ORS - WHICH ONE TO USE?
Professor of Gastroenterology
Department of Gastrointestinal Sciences, Christian Medical College & Hospital, Vellore 632004, India.
Children presenting with acute diarrhea should be assessed as to whether they have a watery diarrhea syndrome or bloody diarrhea syndrome, and whether there is evidence of clinical dehydration. Dehydration is assessed as none, some or severe according to the WHO Management of Diarrhoea guidelines (Figure 1). Children who have severe dehydration require intravenous hydration (with Ringer lactate solution preferentially) of which 100 ml/kg is given over four hours, 30% in the first hour and the remaining 70% over three hours. Children with some dehydration are presumed to have dehydration of between 5-10% of body weight and should be treated with reduced osmolarity ORS. ORS can be administered via nasogastric tube in the initial stages of rehydration in sick children who are unable to take adequate amounts of ORS. It is estimated that approximately one in every 25 children that are given ORS will go on to require intravenous hydration.

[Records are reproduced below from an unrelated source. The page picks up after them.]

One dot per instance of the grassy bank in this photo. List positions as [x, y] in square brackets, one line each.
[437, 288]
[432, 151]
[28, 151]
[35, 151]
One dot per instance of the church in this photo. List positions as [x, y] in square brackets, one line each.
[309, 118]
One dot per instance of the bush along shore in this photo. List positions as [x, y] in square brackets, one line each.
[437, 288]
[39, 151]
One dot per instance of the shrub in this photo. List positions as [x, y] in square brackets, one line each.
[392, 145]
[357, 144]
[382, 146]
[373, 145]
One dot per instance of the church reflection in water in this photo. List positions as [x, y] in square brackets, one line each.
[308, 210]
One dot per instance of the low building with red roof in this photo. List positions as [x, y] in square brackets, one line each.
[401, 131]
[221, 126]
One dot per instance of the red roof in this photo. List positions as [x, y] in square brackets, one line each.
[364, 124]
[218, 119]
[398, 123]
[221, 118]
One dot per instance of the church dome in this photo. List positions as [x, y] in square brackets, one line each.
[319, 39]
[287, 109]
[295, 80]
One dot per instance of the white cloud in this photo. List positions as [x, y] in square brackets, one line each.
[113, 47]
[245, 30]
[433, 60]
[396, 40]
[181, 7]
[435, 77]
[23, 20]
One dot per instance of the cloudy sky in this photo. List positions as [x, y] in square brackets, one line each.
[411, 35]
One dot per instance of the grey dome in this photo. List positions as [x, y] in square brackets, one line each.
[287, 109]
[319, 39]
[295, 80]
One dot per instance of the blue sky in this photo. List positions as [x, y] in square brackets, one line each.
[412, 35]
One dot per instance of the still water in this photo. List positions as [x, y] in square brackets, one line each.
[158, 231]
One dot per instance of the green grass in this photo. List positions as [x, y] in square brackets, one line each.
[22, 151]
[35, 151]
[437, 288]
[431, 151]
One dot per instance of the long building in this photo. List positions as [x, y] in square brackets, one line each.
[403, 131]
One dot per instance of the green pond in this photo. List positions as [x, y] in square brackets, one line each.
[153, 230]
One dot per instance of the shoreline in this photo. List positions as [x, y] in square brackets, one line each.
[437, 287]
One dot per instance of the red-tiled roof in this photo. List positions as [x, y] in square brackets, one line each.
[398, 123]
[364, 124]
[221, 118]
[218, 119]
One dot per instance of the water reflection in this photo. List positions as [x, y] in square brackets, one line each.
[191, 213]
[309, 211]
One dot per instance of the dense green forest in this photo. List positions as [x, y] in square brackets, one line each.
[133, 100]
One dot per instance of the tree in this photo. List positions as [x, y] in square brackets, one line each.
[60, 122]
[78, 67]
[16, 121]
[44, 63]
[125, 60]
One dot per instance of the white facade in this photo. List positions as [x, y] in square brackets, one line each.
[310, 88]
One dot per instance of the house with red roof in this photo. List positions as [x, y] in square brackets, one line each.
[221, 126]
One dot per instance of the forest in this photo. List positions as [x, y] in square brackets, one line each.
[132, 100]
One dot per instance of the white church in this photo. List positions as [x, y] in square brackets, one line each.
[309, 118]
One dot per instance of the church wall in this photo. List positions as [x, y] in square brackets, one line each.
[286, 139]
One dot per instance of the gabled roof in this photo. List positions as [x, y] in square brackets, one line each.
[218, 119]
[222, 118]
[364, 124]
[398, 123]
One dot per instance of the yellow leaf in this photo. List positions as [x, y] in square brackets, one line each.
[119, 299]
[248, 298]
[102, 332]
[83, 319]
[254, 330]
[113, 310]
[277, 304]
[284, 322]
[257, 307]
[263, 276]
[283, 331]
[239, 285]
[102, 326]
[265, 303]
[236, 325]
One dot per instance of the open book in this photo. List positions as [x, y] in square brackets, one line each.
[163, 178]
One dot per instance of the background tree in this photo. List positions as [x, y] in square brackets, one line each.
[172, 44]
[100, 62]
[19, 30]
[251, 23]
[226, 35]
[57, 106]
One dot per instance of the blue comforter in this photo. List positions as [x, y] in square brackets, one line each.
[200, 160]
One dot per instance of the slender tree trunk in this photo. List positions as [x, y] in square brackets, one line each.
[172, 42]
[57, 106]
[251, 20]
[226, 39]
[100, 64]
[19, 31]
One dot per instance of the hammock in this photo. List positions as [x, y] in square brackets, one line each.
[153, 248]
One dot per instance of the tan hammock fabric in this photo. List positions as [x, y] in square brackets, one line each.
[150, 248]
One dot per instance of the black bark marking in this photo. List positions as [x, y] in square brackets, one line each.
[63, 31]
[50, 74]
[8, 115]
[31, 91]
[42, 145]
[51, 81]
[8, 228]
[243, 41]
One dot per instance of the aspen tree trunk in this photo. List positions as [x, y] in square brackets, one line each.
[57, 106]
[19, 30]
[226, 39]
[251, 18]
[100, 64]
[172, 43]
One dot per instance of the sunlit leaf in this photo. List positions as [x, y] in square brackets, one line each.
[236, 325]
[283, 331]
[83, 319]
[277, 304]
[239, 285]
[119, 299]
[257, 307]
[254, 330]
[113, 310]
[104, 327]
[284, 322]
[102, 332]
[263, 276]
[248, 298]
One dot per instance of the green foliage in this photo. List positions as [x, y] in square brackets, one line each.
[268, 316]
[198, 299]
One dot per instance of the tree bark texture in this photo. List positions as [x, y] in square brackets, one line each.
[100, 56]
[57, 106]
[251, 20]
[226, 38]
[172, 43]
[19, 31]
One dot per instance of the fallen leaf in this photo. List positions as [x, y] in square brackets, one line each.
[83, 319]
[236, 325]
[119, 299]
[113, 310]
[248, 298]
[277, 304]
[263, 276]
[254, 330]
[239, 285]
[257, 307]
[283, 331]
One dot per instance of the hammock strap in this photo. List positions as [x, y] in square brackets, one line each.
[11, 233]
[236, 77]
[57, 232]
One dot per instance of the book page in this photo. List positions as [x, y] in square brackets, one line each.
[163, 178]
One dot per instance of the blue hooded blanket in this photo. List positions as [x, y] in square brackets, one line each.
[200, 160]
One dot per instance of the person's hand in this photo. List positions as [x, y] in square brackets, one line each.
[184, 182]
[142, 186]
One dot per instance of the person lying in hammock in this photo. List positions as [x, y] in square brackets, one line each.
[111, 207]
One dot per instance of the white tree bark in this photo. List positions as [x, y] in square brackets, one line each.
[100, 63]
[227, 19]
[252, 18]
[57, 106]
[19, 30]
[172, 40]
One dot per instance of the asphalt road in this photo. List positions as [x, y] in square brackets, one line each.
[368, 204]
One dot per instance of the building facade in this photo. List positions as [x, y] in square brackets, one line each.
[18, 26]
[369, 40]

Children are assessed frequently and oral intake, urine output and stool output measured. It is expected that rehydration (replacement of lost fluid) would have completed in the first four hours and the subsequent phase is maintenance of hydration, where ORS intake is matched to stool losses. The usual diet of the child is allowed after the first four hours in children with significant dehydration, and is continued without interruption in normal in children with no dehydration. The use of zinc has become commonplace and 20 mg of elemental zinc is given as suspension or tablet once daily for 14 days. The use of starchy foods is encouraged. Commercially available fruit juices have a high osmolarity and are best avoided in the initial phase of hydration of the child. Antibiotics are generally not necessary in the treatment of diarrhea in children, except in older children with severely dehydrating diarrhea where cholera is suspected or proved by dark field microscopy of the feces, or in children with blood and mucus diarrhea due to an invasive organism such as Shigella. Early return to normal nutritional intake is highly desirable both in terms of recovery from the current episode of diarrheal illness and in prevention of persistent diarrhea and malnutrition.
Figure 1. Flow chart for ORS administration and management of diarrhea in children. The WHO classification of dehydration is shown and equivalent percentage dehydration is shown. Use the reduced osmolarity ORS for children. Zinc is given in 20 mg dose daily for a period not exceeding 14 days.